• Contractingbusiness 3390 Chapp Figure 1
    Contractingbusiness 3390 Chapp Figure 1
    Contractingbusiness 3390 Chapp Figure 1
    Contractingbusiness 3390 Chapp Figure 1
    Contractingbusiness 3390 Chapp Figure 1

    Minimizing Ammonia Charge in Industrial Refrigeration Systems

    Oct. 12, 2015
    To minimize the risks associated with large ammonia charges, engineers, contractors and equipment supplies are working to find new and innovative ways to minimize their ammonia system charges.
    Figure 1: DX System
    Figure 2: CO2/NH3 Cascade System

    Ammonia has been and continues to be the predominant refrigerant used in the cold storage and food processing industry. However, as a result of industrial accidents, the potential as a terrorist target, drug trafficking, and growing local concerns, its use has come under increased scrutiny over the past decade.

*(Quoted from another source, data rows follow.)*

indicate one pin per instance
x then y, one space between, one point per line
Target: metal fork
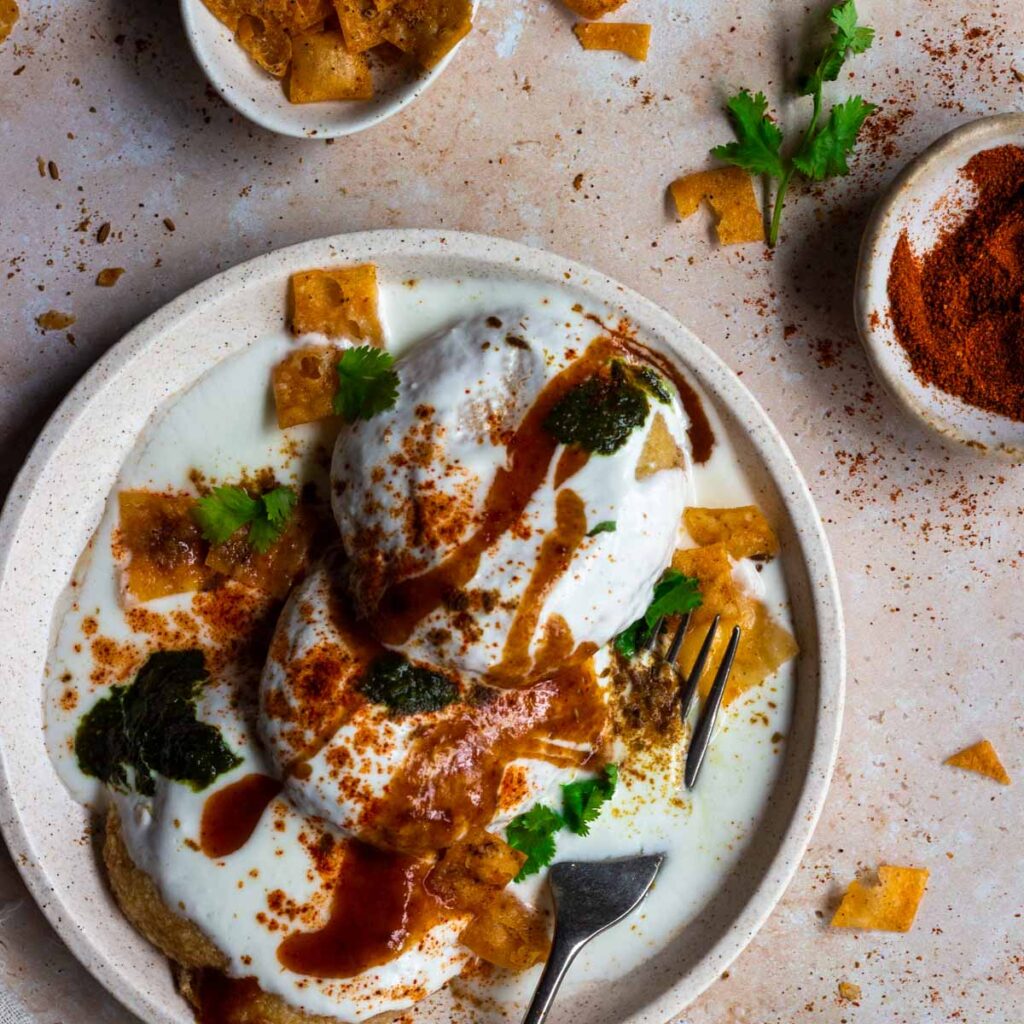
700 739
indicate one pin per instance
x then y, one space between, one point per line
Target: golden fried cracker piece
324 70
8 17
53 320
729 192
266 42
889 906
304 384
339 302
593 8
764 646
428 29
630 38
165 547
659 451
361 23
273 571
980 758
743 530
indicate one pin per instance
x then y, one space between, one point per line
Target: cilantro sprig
823 148
227 509
582 802
367 383
534 833
675 594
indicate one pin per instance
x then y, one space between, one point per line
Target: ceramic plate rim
824 599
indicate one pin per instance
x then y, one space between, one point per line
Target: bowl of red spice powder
940 286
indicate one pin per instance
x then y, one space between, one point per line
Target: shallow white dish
911 204
260 97
57 500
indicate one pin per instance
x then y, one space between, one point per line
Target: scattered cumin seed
53 320
110 276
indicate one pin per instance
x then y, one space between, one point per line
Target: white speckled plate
921 202
56 502
261 98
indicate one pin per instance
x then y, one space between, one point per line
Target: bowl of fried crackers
322 69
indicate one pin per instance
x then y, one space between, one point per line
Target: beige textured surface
928 541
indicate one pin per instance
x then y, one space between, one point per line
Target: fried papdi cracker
889 906
304 384
744 530
165 547
508 934
324 70
53 320
659 451
226 11
8 17
593 8
472 871
428 29
340 303
266 42
276 569
764 645
980 758
361 24
301 15
630 38
729 192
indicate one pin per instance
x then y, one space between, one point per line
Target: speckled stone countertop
527 136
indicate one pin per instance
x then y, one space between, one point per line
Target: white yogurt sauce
224 424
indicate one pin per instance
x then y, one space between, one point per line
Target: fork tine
706 724
690 687
677 640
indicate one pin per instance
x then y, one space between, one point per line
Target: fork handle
563 951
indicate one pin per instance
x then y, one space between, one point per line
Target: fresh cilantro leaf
675 594
227 509
582 802
279 505
847 38
825 155
822 150
759 138
534 835
367 384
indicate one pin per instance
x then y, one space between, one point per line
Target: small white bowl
260 97
912 204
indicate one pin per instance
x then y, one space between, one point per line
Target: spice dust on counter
958 309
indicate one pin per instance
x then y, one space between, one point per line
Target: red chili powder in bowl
958 309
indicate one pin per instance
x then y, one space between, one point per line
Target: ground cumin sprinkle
958 309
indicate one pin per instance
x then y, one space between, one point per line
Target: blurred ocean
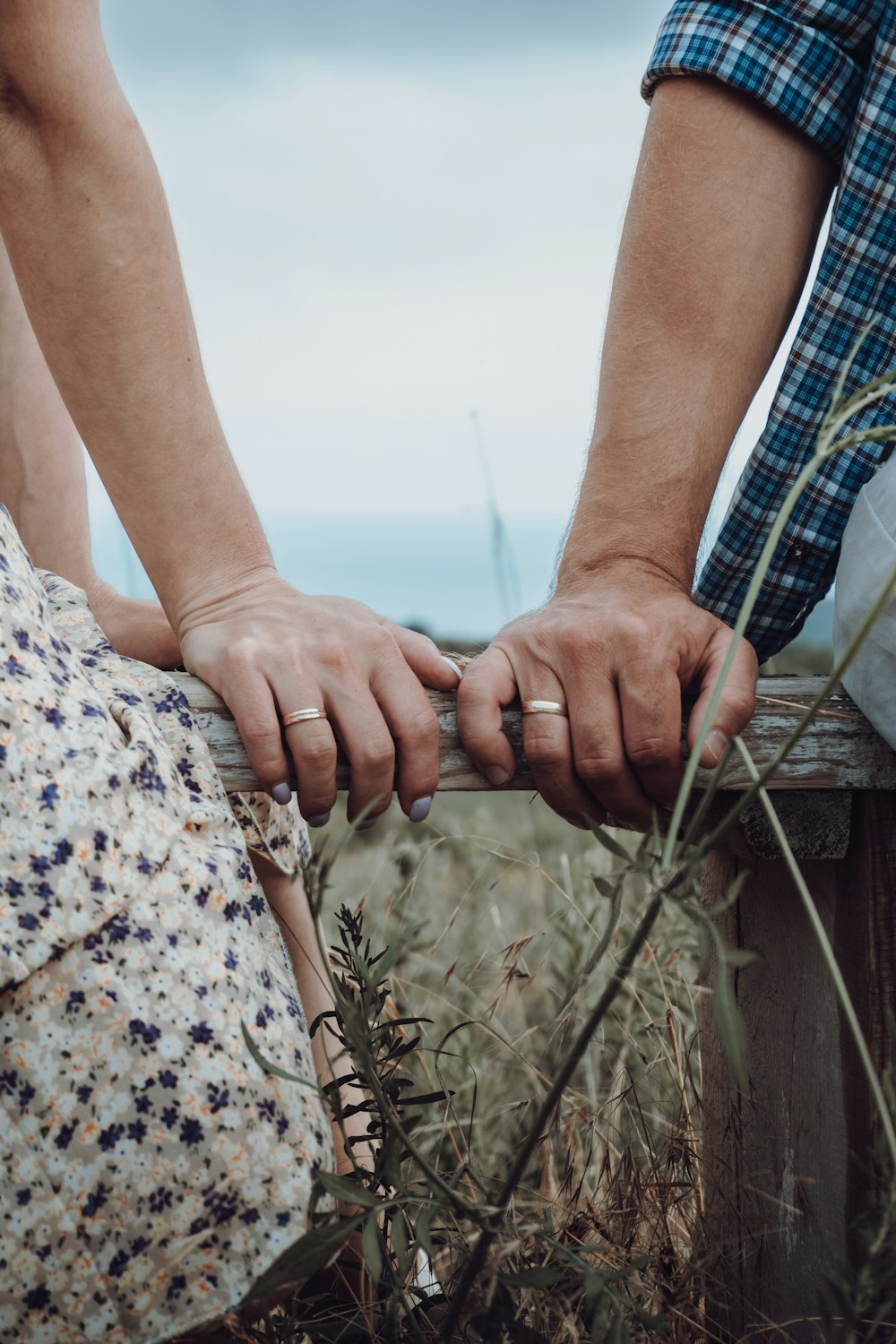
435 574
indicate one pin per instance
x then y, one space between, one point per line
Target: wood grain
840 750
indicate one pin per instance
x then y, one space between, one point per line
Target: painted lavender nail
419 809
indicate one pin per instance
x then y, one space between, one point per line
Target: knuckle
648 752
375 757
244 652
547 754
597 768
421 728
333 650
476 744
260 736
317 752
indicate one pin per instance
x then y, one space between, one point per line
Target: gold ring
544 707
303 717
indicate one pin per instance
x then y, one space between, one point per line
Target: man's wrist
581 569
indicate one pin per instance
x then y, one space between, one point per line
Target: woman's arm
91 245
45 488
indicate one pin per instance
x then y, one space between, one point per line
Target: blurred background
398 223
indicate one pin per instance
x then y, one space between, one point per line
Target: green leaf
729 1029
304 1258
273 1069
424 1230
400 1241
371 1249
347 1190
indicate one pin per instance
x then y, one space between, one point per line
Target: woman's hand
134 626
269 650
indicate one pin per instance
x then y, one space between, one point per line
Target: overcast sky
392 212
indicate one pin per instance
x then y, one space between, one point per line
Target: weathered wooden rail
785 1171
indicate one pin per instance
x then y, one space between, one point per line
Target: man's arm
719 236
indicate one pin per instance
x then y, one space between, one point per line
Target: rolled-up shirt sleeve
805 61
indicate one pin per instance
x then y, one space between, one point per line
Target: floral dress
150 1168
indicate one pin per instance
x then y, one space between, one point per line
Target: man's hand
618 650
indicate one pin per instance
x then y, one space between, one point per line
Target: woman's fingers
487 685
370 749
414 728
425 660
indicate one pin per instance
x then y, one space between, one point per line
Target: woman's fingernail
419 811
716 742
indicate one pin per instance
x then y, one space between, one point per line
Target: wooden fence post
783 1176
783 1166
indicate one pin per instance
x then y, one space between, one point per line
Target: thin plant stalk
855 644
551 1101
828 953
826 446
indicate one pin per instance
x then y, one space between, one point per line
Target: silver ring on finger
303 717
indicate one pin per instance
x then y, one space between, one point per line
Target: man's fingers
598 753
252 702
411 720
548 749
650 703
737 698
370 749
487 685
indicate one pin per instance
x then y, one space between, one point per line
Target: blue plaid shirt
829 67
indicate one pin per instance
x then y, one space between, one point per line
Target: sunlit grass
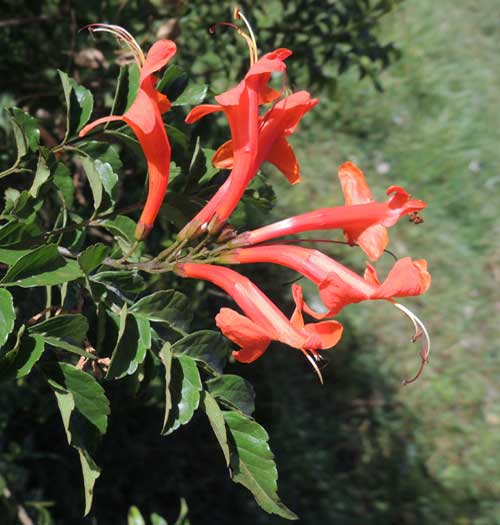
435 131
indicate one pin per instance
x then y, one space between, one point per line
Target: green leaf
7 315
92 257
129 349
126 89
183 393
234 391
90 473
84 410
105 152
44 266
123 229
20 205
156 519
123 282
166 356
101 177
26 135
207 346
167 306
11 256
217 422
252 463
135 517
193 95
94 180
66 331
88 395
79 104
64 183
173 82
19 361
42 175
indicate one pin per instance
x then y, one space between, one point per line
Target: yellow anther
123 36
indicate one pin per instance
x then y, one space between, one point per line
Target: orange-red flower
263 322
254 139
145 118
338 285
363 220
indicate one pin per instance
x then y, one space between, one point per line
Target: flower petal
406 278
337 293
252 339
158 56
372 240
354 186
323 335
223 157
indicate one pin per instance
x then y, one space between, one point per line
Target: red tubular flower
338 285
263 322
145 118
254 139
363 220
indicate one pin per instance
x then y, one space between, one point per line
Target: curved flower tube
263 321
363 220
338 285
254 139
145 118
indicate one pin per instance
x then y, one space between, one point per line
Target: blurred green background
361 449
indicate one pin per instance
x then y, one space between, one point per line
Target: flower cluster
257 136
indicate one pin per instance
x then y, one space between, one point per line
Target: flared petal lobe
252 340
263 322
363 220
144 116
338 286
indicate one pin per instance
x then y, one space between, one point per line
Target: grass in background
434 131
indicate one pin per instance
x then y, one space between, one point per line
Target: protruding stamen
238 15
313 363
415 218
420 330
249 39
123 36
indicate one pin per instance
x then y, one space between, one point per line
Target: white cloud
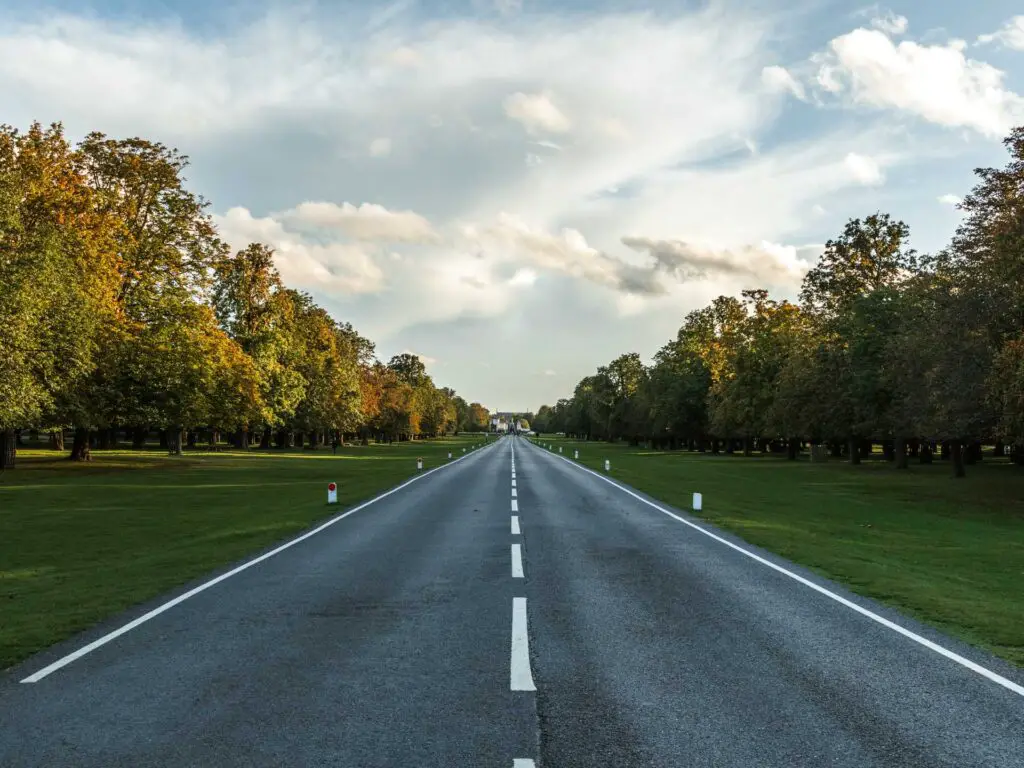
537 113
1011 36
380 146
637 117
775 264
935 82
523 276
890 24
864 169
341 267
507 7
778 79
512 240
424 358
368 221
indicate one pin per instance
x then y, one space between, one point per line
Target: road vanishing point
513 608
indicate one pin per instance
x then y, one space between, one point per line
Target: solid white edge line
521 678
75 655
953 656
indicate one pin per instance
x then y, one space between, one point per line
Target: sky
520 190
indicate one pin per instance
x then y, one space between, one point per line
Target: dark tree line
921 353
123 313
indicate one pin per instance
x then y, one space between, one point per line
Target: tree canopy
885 346
123 311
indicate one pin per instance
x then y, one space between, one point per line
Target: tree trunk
888 450
80 446
956 451
899 445
174 440
1017 454
925 454
8 449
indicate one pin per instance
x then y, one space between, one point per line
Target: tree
56 276
868 255
409 369
479 418
252 308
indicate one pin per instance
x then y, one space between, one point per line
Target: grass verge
948 552
80 542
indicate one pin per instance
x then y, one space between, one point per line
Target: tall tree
57 276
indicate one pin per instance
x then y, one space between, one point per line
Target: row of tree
884 346
122 312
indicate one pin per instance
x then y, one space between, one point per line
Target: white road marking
65 660
516 561
521 677
994 677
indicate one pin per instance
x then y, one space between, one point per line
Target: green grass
80 542
949 552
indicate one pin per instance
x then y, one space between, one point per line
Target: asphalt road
458 622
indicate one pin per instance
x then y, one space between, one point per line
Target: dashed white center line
521 677
516 561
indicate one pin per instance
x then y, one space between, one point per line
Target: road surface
514 612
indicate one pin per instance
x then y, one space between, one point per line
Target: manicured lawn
949 552
80 542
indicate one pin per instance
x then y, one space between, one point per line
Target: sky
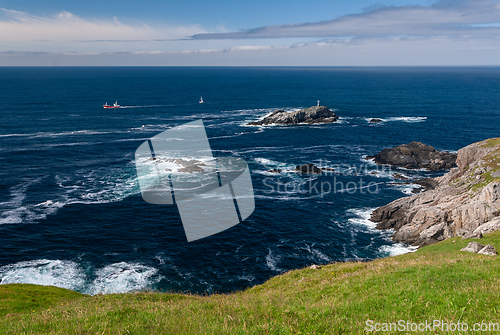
250 33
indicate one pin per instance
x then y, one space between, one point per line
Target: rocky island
311 115
416 155
463 202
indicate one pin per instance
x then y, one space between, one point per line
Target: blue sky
292 33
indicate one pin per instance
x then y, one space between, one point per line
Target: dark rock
451 205
473 247
427 183
308 168
416 155
400 176
471 235
274 170
312 115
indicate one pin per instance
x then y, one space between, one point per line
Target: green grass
436 282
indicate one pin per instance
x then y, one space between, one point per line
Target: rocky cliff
465 201
311 115
416 155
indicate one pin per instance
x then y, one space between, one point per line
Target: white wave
115 278
407 119
14 210
272 261
54 134
397 249
362 217
65 274
124 277
316 254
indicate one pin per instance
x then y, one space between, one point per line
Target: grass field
437 282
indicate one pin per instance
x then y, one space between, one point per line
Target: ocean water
71 213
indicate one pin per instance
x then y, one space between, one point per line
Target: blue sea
71 212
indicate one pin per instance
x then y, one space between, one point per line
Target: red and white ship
115 105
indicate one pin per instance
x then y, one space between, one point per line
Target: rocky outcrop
312 115
464 201
416 155
478 248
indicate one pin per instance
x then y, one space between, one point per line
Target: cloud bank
64 30
448 32
467 19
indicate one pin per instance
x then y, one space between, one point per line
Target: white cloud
18 29
467 19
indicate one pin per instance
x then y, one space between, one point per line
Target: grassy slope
436 282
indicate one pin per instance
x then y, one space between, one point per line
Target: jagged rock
416 155
427 183
308 168
457 204
400 176
274 170
488 227
472 235
488 250
473 247
311 115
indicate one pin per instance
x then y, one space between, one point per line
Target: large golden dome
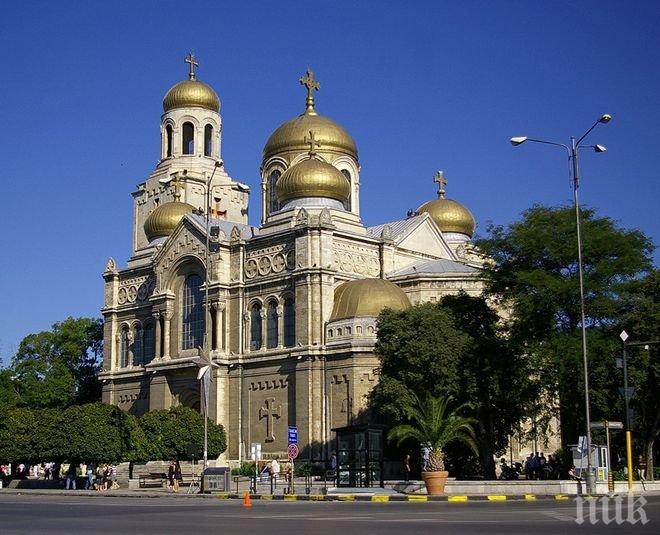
367 297
294 134
450 216
313 178
164 219
191 94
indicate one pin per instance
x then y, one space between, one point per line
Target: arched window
208 140
347 174
123 350
274 206
137 345
192 313
168 140
271 325
188 139
289 322
255 327
148 344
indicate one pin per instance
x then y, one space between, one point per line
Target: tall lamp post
572 151
203 361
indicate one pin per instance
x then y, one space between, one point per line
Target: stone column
157 335
280 326
167 322
264 328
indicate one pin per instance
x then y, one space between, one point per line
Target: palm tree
434 427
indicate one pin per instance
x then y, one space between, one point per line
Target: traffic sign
292 451
255 451
293 434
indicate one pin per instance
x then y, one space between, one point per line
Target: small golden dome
450 216
313 178
293 135
367 297
191 94
164 219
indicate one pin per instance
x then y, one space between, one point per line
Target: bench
152 477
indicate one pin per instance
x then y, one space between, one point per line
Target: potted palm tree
434 426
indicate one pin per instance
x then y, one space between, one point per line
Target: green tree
642 322
453 349
178 433
59 367
535 275
432 425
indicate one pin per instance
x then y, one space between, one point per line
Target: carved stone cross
442 182
312 143
269 412
312 85
191 60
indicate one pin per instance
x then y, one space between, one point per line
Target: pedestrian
406 468
89 472
641 468
113 477
71 474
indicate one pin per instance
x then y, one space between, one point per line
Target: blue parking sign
293 434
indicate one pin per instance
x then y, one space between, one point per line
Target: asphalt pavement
55 515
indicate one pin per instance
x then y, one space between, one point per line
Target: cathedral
286 310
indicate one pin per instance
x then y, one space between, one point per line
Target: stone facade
269 294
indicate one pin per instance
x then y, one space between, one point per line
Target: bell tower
190 169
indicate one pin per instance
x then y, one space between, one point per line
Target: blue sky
420 86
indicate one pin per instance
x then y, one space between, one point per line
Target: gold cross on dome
440 179
312 143
312 85
192 61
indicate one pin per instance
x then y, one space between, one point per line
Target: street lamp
203 361
572 152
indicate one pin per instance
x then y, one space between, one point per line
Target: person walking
89 472
71 474
406 468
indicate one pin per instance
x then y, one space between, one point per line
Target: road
54 515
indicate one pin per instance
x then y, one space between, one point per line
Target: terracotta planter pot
435 482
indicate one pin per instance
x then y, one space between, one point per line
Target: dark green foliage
454 349
178 433
56 368
535 274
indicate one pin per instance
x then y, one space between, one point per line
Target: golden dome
367 297
191 94
164 219
294 134
450 216
312 178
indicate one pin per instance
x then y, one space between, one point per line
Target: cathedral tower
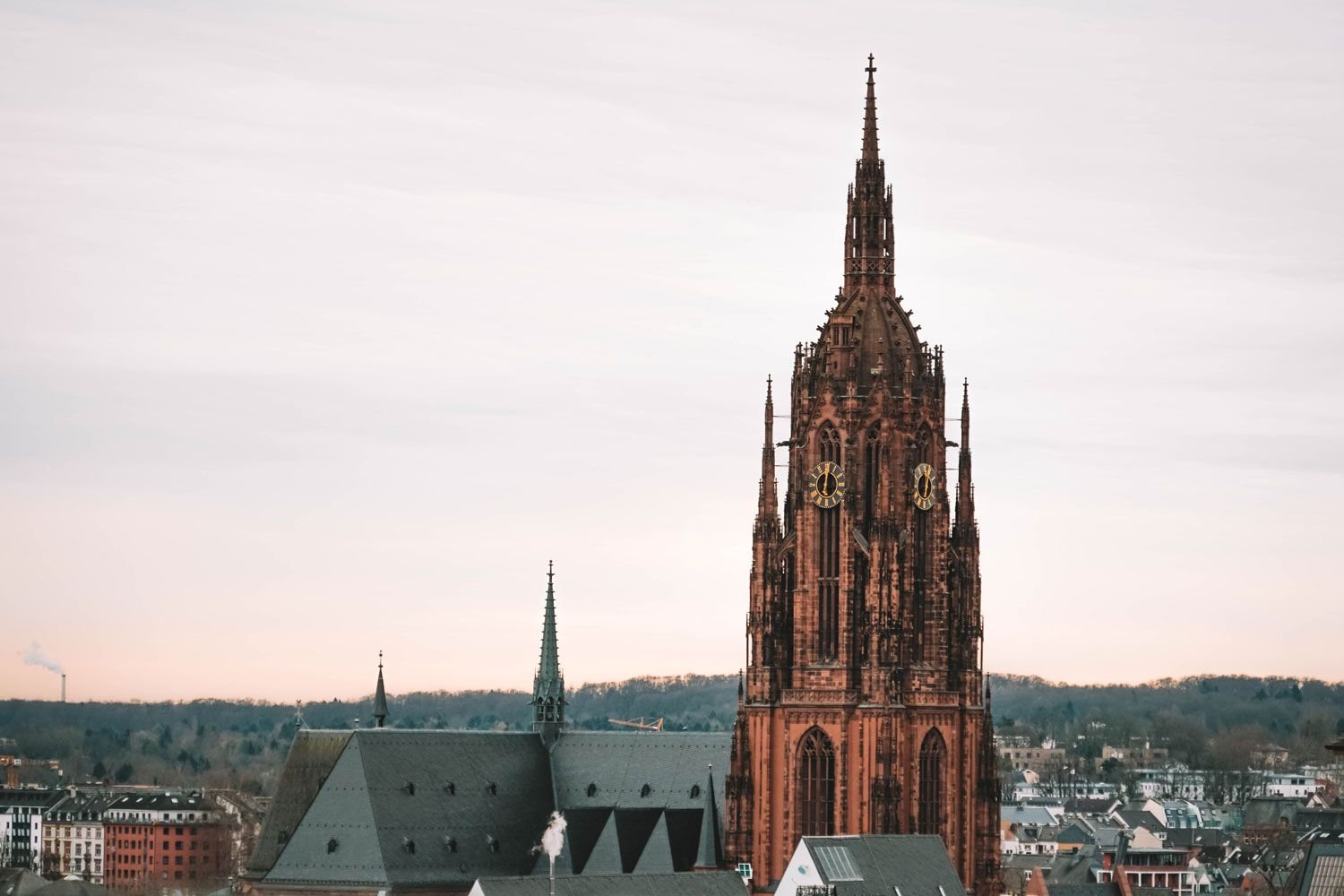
548 684
863 707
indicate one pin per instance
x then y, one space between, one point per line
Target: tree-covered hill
1207 720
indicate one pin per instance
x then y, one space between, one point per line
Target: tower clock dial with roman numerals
825 484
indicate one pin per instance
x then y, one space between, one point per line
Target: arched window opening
828 559
933 764
816 790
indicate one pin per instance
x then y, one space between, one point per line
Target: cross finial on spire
548 684
870 117
379 694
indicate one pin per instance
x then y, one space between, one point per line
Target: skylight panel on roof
1328 876
836 864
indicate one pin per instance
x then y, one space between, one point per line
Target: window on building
933 762
816 785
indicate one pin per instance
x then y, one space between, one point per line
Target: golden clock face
924 487
825 484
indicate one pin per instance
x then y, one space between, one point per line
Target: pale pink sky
328 324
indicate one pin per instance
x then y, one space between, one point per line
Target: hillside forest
1209 721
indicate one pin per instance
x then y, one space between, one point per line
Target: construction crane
642 723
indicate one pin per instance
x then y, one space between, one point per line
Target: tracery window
816 785
828 559
933 763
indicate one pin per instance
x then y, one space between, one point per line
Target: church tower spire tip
379 696
870 116
548 684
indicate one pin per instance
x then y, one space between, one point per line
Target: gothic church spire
548 684
768 504
965 487
870 117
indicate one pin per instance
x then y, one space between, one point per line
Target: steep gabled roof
618 766
699 884
422 807
311 759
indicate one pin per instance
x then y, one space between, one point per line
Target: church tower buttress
862 707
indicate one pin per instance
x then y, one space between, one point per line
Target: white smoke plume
553 839
35 656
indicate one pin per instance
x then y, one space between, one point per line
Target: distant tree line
1210 721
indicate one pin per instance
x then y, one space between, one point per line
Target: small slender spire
548 684
379 694
768 512
965 416
868 244
710 853
965 485
870 117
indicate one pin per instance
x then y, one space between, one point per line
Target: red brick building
863 705
166 841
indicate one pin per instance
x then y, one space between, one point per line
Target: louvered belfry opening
816 791
933 762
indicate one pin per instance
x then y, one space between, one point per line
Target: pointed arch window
816 785
933 767
828 557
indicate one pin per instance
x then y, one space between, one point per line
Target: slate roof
701 884
311 759
621 763
1073 868
163 801
1102 890
1322 872
917 864
1032 815
409 809
1142 820
416 807
1266 812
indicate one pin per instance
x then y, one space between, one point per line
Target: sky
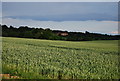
98 17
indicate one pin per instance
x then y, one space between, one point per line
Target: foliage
48 59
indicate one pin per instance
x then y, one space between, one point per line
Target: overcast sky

    From a pure technical and environmental perspective, the benefits of ammonia as a refrigerant are unparalleled. It is a natural refrigerant with no global warming or ozone depletion potential.

    To minimize the risks associated with large ammonia charges, engineers, contractors and equipment supplies are working to find new and innovative ways to minimize their ammonia system charges.

    Given the variety of systems under review, it was a significant challenge to compare these systems on a like basis. This effort was facilitated to some degree by a paper written by Jeff Welch of Welch Engineering Corporation. In his paper, Welch compares a “typical” cold storage facility with that of an Advanced Direct Expansion central system (one of the systems reviewed in this document). Using the same approach as Welch used in his paper in creating this hypothetical system and thanks to the many contributors to this document, a reasonable comparison between systems was made possible.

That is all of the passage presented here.